JAKARTA, KOMPAS.com - Komisi III Dewan Perwakilan Rakyat (DPR) telah meresmikan tujuh anggota Lembaga Perlindungan Saksi dan Korban ( LPSK) periode 2018-2023. Namun, ketujuh komisioner tersebut dinilai kurang menguasai permasalahan yang ada di LPSK.

"Beberapa nama yang terpilih tersebut tidak memenuhi parameter dan kategori yang kami harapkan," kata Fautia Maulidiyanti, anggota KontraS divisi internasional di kantor KontraS, Jakarta, Jumat (7/12/2018).


Sebelumnya, ketujuh komisioner yang terpilih tersebut adalah Hasto Atmojo Suroyo, Achmadi, Antonius Prijadi Soesilo Wibowo, Edwin Partogi Pasaribu, Livia Istania DF Iskandar, Maneger Nasution, dan Susilaningtyas.

"Jika mendengar jawaban dari para komisoner yang terpilih ini selama proses pemantauan uji kelayakan DPR, mereka cenderung belum mampu memaparkan strategi kerja yang konkret. Bahkan terlihat kurang menguasai permasalahan yang ada di LPSK," ujar Fautia.

Ia menceritakan, saat uji kelayakan pada 4-5 Desember 2018, ada satu calon yang tidak tahu apa itu rekonsiliasi. Mirisnya, seorang calon tersebut malah kerap salah mengartikulasikan kata "rekonsiliasi".

"Bahkan menyebutnya saja salah.
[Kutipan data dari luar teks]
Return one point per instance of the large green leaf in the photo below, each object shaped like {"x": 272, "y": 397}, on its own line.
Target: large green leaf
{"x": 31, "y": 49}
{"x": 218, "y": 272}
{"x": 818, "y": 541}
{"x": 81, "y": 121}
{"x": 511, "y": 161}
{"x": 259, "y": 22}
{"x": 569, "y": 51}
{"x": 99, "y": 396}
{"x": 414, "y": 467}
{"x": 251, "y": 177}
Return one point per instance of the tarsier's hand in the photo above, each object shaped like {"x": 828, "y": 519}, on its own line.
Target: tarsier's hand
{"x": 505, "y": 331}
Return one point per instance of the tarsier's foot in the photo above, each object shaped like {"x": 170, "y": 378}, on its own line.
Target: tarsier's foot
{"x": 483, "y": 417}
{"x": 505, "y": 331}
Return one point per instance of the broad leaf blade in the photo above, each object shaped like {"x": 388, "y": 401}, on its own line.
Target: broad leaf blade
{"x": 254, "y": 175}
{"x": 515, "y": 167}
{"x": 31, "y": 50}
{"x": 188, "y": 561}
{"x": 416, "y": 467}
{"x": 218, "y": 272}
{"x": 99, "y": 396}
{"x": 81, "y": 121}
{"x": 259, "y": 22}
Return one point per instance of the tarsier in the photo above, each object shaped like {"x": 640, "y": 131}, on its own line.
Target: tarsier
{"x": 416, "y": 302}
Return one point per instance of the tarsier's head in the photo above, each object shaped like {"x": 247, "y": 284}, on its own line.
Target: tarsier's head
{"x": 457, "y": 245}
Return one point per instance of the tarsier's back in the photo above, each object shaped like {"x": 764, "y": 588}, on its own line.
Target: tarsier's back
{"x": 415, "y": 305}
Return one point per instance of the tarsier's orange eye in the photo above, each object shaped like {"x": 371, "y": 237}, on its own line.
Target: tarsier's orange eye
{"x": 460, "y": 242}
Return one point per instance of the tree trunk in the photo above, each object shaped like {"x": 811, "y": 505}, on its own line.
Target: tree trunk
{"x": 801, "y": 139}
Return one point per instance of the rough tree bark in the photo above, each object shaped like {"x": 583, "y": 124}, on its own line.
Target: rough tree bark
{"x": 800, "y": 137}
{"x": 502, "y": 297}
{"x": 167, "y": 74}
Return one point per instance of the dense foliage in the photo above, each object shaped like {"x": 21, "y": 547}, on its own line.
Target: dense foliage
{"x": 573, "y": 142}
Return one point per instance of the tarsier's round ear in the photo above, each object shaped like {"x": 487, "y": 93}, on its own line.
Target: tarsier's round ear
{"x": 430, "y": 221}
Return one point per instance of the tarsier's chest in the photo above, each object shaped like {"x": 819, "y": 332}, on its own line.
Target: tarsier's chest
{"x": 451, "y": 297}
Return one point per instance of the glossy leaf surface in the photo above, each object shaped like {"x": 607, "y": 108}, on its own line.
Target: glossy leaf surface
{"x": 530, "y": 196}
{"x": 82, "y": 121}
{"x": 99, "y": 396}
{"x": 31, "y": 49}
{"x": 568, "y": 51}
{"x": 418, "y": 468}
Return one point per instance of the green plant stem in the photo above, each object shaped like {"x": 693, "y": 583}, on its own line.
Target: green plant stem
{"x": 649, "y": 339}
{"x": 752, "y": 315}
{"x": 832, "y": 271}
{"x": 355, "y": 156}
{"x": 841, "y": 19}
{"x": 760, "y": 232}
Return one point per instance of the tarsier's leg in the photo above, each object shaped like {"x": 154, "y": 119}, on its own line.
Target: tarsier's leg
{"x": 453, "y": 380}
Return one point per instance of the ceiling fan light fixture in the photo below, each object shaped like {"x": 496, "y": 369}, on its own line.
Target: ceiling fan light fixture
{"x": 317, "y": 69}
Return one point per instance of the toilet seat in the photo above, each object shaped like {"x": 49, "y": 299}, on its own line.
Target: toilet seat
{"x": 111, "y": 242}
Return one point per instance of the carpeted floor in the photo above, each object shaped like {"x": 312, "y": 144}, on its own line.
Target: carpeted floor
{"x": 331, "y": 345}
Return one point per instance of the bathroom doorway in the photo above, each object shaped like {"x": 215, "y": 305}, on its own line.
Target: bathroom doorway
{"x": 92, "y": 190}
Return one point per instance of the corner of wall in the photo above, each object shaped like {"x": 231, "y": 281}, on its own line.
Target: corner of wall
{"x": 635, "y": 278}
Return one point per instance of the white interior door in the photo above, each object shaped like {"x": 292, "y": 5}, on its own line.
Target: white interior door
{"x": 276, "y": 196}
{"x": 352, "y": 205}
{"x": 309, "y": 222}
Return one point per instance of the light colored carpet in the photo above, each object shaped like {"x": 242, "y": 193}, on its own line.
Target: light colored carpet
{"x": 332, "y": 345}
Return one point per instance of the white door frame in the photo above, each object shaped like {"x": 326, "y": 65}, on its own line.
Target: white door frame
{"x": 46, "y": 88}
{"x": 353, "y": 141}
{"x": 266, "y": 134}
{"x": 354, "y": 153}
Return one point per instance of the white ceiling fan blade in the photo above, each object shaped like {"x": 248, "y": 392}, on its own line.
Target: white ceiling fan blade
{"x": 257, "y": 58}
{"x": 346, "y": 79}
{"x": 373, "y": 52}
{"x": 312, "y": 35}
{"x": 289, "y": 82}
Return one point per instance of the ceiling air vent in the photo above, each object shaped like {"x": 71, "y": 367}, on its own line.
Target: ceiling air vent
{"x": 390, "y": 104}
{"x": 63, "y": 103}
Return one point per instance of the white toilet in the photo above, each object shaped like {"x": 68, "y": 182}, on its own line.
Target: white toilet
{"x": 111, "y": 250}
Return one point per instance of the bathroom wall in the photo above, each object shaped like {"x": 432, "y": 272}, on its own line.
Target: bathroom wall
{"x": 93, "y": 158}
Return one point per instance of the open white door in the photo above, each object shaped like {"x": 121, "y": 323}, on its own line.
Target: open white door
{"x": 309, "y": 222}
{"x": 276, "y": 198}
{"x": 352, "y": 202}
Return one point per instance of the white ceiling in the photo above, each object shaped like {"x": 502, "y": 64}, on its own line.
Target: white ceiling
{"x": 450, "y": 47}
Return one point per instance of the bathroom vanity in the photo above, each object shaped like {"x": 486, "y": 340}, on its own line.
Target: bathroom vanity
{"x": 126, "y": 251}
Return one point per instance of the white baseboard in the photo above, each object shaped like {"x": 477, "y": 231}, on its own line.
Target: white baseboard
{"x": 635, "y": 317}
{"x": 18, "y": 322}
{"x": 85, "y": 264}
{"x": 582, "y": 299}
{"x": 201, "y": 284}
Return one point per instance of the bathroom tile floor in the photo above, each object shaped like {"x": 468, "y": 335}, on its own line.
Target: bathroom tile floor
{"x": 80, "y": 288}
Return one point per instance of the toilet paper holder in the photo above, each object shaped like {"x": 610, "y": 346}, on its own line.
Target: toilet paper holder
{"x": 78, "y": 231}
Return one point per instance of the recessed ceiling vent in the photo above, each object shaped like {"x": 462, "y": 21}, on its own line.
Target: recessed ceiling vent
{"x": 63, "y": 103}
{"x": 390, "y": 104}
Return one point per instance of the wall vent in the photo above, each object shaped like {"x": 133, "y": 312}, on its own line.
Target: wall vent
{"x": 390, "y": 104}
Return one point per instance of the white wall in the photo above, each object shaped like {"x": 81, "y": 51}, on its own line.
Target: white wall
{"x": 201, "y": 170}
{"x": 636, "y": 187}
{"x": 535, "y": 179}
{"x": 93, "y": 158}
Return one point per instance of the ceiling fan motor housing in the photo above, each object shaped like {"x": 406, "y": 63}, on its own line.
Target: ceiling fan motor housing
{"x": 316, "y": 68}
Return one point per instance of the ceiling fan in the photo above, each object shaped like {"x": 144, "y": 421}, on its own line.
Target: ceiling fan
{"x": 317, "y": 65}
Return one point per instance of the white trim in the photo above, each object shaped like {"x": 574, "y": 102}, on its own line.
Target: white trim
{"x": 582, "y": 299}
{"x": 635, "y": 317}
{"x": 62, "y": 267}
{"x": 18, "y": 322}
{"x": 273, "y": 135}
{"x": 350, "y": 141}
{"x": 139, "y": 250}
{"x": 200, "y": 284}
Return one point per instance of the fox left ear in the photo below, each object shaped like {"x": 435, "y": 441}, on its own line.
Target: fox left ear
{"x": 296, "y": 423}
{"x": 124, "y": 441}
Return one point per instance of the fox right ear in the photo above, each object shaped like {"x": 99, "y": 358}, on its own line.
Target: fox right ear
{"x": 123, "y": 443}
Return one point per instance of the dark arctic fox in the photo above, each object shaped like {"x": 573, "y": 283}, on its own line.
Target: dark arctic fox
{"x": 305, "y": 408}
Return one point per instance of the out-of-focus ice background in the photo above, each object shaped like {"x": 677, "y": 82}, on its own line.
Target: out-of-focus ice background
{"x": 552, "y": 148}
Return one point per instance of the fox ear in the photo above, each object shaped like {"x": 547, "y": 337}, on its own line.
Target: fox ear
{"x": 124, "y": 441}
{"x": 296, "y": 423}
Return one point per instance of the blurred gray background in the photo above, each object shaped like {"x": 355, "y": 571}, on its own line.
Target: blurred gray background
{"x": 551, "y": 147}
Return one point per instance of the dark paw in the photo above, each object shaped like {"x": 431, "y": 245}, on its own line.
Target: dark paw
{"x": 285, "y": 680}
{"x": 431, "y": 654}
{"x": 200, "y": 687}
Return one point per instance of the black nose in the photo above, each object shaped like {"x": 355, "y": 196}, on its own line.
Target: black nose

Intinya dia tidak tahu apa itu rekonsiliasi dan ketika ditanya soal penyelesaian pelanggaran HAM berat masa lalu, dia tidak bisa menjelaskan," ungkapnya.

Tidak hanya itu, Fautia juga mengkritisi beberapa komisioner yang tak paham mekanisme yudisial dalam menyelesaikan pelanggaran HAM berat masa lalu. Peliknya, tidak ada inovasi dalam program kerja dari para komisioner soal HAM.

"Beberapa nama komisioner tak memiliki pengetahuan tentang hukum, HAM, bahkan LPSK saja mereka belum paham," kata Fautia.

Maka dari itu, lanjutnya, KontraS akan terus mengawal kerja tujuh komisioner LPSK tersebut. Sebab, kerja-kerja LPSK merupakan perpanjangan tangan negara sebagaimana diatur dalam UU Nomor 31 Tahun 2014 Tentang Perlindungan Saksi dan Korban. Selain itu, terdapat juga payung hukum lainnya seperti Pasal 1 Ayat (3), Pasal 28 A, Pasal 28 D, dan Pasal 28 G UUD 1945.